Texte intégral
Q - Bonjour, Franck Riester.
R - Bonjour.
Q - Commerce extérieur, attractivité, francophonie et Français de l'étranger ; c'est le périmètre exact de votre ministère. Merci d'être avec nous.
R - Merci à vous.
Q - À quelques heures de ce vote sur la ratification du CETA, vote à l'initiative des sénateurs communistes et, on vient de l'entendre, en pleine campagne pour les européennes après le mouvement de colère des agriculteurs, eh bien, ils semblent faire mouche - les communistes - puisqu'ils ont rallié à ce camp du refus du CETA, les sénateurs LR, votre ancienne famille politique. Bruno Retailleau, leur chef de file, dit vouloir envoyer un double message, au Gouvernement et à la Commission européenne, en refusant de ratifier le texte. Vous craignez ce matin, Franck Riester, un rejet du texte ? Vous l'envisagez en tout cas ?
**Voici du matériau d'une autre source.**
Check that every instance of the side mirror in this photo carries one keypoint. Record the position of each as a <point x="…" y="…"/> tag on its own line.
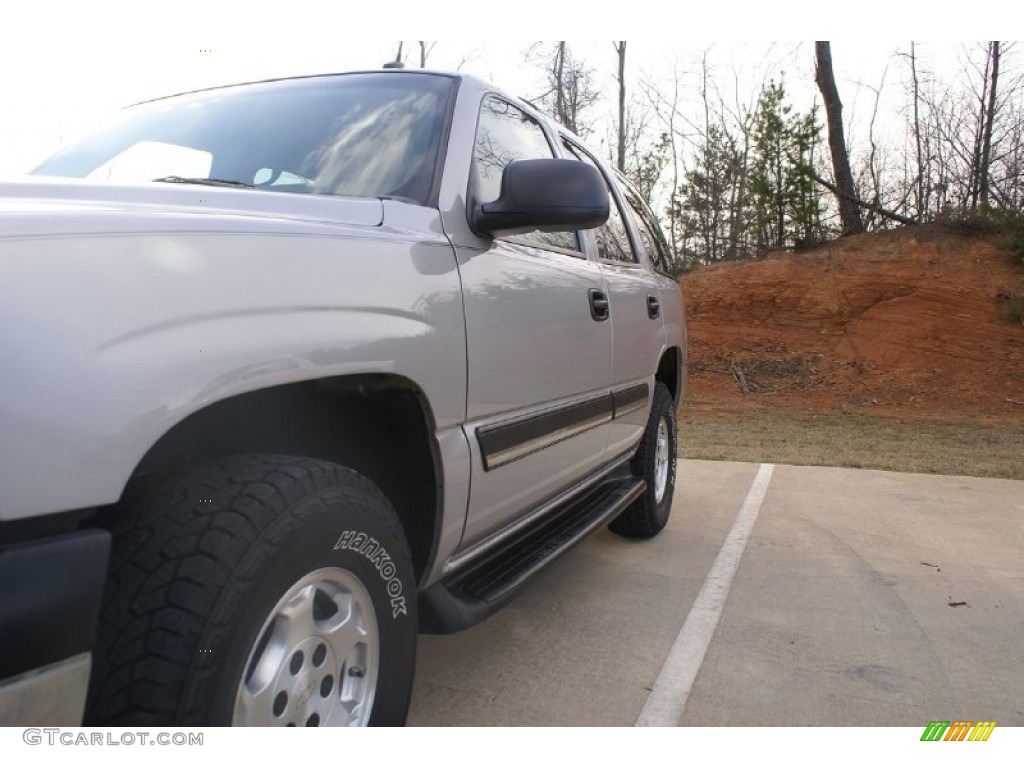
<point x="549" y="195"/>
R - J'espère l'éviter, mais j'ai l'impression effectivement que les sénateurs de droite, d'une façon sidérante, vont se joindre aux communistes, qui historiquement n'ont pas la même stratégie politique économique que la droite, pour ne pas ratifier.
Q - Pourquoi le font-ils d'après vous ?
R - Effectivement, cet accord du CETA, dont le résumé des points très positifs a été très bien fait par l'éditorialiste, juste avant - on voit bien pourquoi, parce que c'était, comme cela a été dit, une période électorale - et donc on veut instrumentaliser un accord, bon pour nos agriculteurs, bon pour nos entreprises, bon pour notre économie, à des fins électoralistes. J'appelle les sénateurs à mettre entre parenthèses, pendant quelques heures, la campagne électorale et de défendre l'intérêt général au service de nos compatriotes.
Q - Mais c'est vrai, et vous semblez vous y attendre, que les mathématiques ne sont pas trop pour. En tout cas, si la discipline de parti et de groupe politique est respectée, 348 sénateurs, 133 LR ; on y ajoute les communistes 18, plus probablement les socialistes 64, les écologistes 16, clairement, l'arithmétique n'est pas du côté d'une adoption.
R - Non, c'est vrai. C'est pour cela que j'appelle à la fois les sénateurs de droite, les sénateurs LR, à défendre plutôt l'intérêt, encore une fois, de notre pays et des agriculteurs et des entreprises de ce pays qui s'exportent et qui trouvent des débouchés pour, par exemple les viticulteurs, pour les fabricants de fromages, pour les producteurs de lait, plutôt que de jouer la politique. J'appelle aussi les socialistes, sénateurs socialistes, à être cohérents avec eux-mêmes. Ce sont les mêmes qui ont soutenu François Hollande, Président de la République, quand il négociait avec les Canadiens, ce texte - c'est sous François Hollande que ce texte a été négocié - donc chacun doit être cohérent par rapport à cela. J'aimerais en fait peut-être que le Sénat soit fidèle à sa tradition, cette tradition de sagesse, en étant un petit peu déconnecté des tensions politiques du moment, et de ne pas utiliser, de ne pas faire de cet accord finalement un bouc émissaire aussi des problèmes agricoles. Il y a des problèmes agricoles, nous devons les regarder en face, mais ne pas priver nos agriculteurs, justement, de débouchés utiles au Canada.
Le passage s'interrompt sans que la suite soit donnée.